Bachmann campaigns as a 'reformer'
ST. PAUL -- U.S. Rep. Michele Bachmann said voters elected her in 2006 because they believed her conservative voice was needed in Congress. Nearly two years later, Bachmann said she has represented her 6th Congressional District the way her const...
ST. PAUL -- U.S. Rep. Michele Bachmann said voters elected her in 2006 because they believed her conservative voice was needed in Congress.
Nearly two years later, Bachmann said she has represented her 6th Congressional District the way her constituents want: by fighting against higher taxes and bigger government.
"They're sending me to watch out for their pocketbooks," Bachmann said, adding she has stood for lower taxation. "I came to Washington as an outsider and a reformer, and I've stayed that way."
Bachmann, a former state senator, was elected just as Republicans lost control of the House, so she has spent her first term in the minority. She has advocated market-based approaches on issues such as energy, health care and the troubled economy, and has been among the most consistent opponents of major Democratic proposals.
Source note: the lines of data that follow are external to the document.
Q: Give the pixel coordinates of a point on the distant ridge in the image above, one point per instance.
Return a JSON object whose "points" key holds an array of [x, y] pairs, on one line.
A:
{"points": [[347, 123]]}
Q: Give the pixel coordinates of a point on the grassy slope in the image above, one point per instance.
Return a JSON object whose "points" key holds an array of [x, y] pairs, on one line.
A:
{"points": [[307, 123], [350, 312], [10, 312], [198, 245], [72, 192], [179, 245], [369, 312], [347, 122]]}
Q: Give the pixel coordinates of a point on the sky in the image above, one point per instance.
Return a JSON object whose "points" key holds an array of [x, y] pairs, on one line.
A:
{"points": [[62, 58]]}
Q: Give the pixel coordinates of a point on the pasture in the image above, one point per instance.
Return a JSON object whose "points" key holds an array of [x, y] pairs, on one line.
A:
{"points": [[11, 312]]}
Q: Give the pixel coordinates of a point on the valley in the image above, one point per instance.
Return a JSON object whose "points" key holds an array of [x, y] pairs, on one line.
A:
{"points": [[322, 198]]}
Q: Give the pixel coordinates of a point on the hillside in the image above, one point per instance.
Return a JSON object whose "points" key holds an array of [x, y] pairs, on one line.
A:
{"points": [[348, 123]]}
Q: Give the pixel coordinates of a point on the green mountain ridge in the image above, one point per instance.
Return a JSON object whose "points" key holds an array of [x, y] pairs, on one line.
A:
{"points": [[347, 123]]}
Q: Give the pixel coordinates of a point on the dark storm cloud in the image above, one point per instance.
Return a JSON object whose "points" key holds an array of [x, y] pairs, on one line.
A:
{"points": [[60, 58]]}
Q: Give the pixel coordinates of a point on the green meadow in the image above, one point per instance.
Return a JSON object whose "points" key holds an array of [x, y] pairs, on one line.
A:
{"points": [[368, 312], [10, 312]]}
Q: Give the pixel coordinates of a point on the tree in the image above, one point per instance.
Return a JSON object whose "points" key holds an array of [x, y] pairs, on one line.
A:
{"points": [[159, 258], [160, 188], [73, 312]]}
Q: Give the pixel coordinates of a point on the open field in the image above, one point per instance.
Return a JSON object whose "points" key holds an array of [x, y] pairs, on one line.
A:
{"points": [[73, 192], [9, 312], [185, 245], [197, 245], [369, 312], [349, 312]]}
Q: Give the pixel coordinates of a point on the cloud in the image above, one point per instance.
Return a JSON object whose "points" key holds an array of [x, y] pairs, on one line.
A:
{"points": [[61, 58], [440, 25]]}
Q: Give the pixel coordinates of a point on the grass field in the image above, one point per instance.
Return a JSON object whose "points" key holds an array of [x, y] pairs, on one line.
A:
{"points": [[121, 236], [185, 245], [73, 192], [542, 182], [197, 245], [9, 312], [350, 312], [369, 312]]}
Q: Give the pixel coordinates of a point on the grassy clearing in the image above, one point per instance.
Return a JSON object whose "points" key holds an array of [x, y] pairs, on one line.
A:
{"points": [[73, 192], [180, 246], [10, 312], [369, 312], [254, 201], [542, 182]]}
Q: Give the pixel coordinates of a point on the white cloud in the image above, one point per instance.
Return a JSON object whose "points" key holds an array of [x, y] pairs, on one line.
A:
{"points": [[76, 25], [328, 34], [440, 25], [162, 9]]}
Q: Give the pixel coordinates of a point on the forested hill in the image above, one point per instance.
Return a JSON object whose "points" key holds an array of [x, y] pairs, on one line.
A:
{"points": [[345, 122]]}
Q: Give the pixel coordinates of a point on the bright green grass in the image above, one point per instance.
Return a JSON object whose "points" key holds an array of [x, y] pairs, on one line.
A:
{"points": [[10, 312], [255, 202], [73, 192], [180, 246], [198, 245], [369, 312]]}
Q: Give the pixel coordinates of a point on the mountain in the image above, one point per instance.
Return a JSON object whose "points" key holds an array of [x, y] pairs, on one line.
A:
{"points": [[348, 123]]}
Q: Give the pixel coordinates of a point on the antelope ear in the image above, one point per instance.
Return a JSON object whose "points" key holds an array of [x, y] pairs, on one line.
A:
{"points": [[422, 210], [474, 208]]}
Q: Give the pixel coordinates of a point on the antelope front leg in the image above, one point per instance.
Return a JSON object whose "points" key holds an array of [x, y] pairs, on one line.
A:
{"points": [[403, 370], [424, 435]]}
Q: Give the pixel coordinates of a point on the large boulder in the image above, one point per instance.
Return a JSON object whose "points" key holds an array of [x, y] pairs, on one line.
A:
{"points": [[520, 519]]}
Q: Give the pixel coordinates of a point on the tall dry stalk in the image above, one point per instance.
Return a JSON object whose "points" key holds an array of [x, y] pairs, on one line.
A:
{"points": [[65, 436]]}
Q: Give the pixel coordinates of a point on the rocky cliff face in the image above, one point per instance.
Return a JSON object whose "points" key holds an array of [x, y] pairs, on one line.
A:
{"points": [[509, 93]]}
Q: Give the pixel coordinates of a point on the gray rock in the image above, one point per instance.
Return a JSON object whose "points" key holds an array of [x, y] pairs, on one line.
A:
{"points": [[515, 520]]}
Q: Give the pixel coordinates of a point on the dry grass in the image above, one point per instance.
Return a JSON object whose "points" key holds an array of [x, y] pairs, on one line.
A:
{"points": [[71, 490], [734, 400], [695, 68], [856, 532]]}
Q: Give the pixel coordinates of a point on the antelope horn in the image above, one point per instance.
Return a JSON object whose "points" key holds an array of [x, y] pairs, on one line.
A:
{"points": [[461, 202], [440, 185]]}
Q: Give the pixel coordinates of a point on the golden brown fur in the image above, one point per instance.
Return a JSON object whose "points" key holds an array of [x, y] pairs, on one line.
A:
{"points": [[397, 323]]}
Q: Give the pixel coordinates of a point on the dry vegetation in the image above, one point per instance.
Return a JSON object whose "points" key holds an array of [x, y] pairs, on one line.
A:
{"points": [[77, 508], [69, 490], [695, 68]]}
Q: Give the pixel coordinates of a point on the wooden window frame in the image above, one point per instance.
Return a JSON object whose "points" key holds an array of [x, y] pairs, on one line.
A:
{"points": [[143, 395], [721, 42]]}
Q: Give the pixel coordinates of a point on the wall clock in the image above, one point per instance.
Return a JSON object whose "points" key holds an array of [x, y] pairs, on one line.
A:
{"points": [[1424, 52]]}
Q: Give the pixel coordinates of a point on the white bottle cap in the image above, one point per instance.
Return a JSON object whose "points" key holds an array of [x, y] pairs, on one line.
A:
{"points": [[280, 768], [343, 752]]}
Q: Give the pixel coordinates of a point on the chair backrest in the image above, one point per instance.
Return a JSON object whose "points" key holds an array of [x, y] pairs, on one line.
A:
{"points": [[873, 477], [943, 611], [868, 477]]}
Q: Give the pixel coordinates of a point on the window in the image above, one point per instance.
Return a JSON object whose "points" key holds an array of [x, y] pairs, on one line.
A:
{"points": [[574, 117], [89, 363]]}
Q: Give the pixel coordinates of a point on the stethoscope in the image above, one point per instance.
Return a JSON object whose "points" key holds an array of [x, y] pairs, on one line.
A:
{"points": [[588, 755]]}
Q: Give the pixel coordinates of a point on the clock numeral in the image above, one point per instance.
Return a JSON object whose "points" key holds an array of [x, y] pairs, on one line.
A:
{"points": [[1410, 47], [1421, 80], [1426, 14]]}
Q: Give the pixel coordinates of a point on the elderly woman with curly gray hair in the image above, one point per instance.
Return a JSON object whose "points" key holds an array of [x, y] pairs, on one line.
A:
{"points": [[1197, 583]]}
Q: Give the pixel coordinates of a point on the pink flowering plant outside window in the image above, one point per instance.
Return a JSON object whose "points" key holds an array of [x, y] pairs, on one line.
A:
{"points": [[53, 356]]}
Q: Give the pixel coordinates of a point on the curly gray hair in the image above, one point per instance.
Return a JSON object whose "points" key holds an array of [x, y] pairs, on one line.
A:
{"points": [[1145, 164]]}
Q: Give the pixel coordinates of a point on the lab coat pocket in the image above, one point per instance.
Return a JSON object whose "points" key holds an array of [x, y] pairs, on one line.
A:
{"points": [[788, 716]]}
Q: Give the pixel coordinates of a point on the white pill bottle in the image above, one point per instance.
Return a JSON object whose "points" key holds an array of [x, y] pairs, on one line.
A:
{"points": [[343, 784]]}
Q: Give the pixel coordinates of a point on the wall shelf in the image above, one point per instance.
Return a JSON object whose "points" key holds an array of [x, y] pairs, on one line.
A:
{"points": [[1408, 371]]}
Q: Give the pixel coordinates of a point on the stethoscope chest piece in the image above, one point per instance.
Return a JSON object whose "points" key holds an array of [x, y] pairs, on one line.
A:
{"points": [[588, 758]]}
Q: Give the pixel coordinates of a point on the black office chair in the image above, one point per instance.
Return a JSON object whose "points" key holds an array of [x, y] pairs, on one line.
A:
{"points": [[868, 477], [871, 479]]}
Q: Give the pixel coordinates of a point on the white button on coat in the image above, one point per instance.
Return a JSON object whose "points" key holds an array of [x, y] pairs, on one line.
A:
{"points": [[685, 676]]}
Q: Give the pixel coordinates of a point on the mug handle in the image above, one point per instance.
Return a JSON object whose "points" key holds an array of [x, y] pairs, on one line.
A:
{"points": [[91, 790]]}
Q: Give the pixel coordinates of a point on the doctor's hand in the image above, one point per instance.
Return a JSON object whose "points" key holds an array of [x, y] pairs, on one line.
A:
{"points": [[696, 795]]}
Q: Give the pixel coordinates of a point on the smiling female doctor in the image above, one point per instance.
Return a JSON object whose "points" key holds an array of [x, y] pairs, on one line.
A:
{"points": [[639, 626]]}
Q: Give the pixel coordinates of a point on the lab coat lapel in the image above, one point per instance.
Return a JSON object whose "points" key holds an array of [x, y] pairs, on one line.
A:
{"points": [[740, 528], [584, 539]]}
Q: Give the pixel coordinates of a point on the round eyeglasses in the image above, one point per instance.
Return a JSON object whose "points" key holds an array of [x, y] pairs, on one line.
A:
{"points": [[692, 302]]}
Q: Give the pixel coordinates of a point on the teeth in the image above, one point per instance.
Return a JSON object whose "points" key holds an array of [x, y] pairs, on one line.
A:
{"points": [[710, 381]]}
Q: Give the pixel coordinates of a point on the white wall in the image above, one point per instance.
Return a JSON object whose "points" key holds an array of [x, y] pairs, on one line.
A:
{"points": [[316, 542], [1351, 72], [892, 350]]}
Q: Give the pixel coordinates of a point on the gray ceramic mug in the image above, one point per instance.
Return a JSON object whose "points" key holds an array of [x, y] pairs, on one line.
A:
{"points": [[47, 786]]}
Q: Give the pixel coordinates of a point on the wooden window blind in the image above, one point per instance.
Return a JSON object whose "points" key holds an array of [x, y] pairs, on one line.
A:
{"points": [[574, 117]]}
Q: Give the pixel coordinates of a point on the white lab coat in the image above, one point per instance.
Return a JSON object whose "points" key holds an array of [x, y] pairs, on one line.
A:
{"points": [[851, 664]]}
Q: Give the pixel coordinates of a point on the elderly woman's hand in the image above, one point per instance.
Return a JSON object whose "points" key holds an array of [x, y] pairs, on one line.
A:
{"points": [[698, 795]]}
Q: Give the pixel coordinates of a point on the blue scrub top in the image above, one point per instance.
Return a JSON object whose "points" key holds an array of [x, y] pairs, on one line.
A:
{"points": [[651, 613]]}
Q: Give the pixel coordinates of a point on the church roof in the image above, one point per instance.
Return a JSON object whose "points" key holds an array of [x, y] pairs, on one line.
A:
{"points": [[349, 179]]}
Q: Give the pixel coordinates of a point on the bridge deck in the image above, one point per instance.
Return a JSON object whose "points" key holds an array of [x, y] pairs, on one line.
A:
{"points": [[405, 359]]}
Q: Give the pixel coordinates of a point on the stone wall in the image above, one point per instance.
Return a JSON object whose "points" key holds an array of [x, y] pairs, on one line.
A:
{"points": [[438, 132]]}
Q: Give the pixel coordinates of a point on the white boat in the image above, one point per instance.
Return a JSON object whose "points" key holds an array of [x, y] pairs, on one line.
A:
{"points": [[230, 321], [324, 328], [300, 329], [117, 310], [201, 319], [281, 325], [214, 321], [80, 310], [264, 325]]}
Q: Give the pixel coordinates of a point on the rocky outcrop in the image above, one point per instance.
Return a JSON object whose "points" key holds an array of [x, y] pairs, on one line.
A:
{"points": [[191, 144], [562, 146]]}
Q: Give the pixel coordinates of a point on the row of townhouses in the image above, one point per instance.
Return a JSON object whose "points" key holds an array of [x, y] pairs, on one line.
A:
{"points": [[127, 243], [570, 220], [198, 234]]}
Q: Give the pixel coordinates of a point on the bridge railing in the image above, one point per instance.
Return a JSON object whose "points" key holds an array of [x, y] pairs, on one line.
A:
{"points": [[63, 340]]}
"What I've seen is really almost an addiction by the Democrat majority to stick with the status quo of feeding the big beast of government," she said.
Bachmann's opponents -- Democrat Elwyn Tinklenberg and Bob Anderson of the Independence Party -- said she too often has been absent from the district and is a polarizing figure whose support for the president on many issues has not helped the district.
Bachman said while Democrats' House schedule keeps her in Washington longer, she returns to the district on weekends and regularly conducts town-hall forums by telephone.
Bachmann gained two distinctive types of attention during her first term. Early on, she was criticized for her gushing embrace of President Bush at the 2007 State of the Union and for her opposition to energy policy that would phase out incandescent light bulbs, a plan she said chipped away at consumer rights.
In recent months, political talk shows and cable networks increasingly have turned to Bachmann to provide a conservative's opinion on high-profile issues such as offshore oil drilling and the economic crisis.
That recent publicity fits with how she views her position in the minority. Bachmann said she and other Republicans must highlight differences between their proposals and Democrats'.
Bachmann, a married mother of five, said she has at least three legislative accomplishments, despite serving in the minority. She got bills on consumer credit protection and foster parenting passed, along with legislation recognizing Minnesota's 150th birthday. She has worked to influence other bills through her spot on the Financial Services Committee.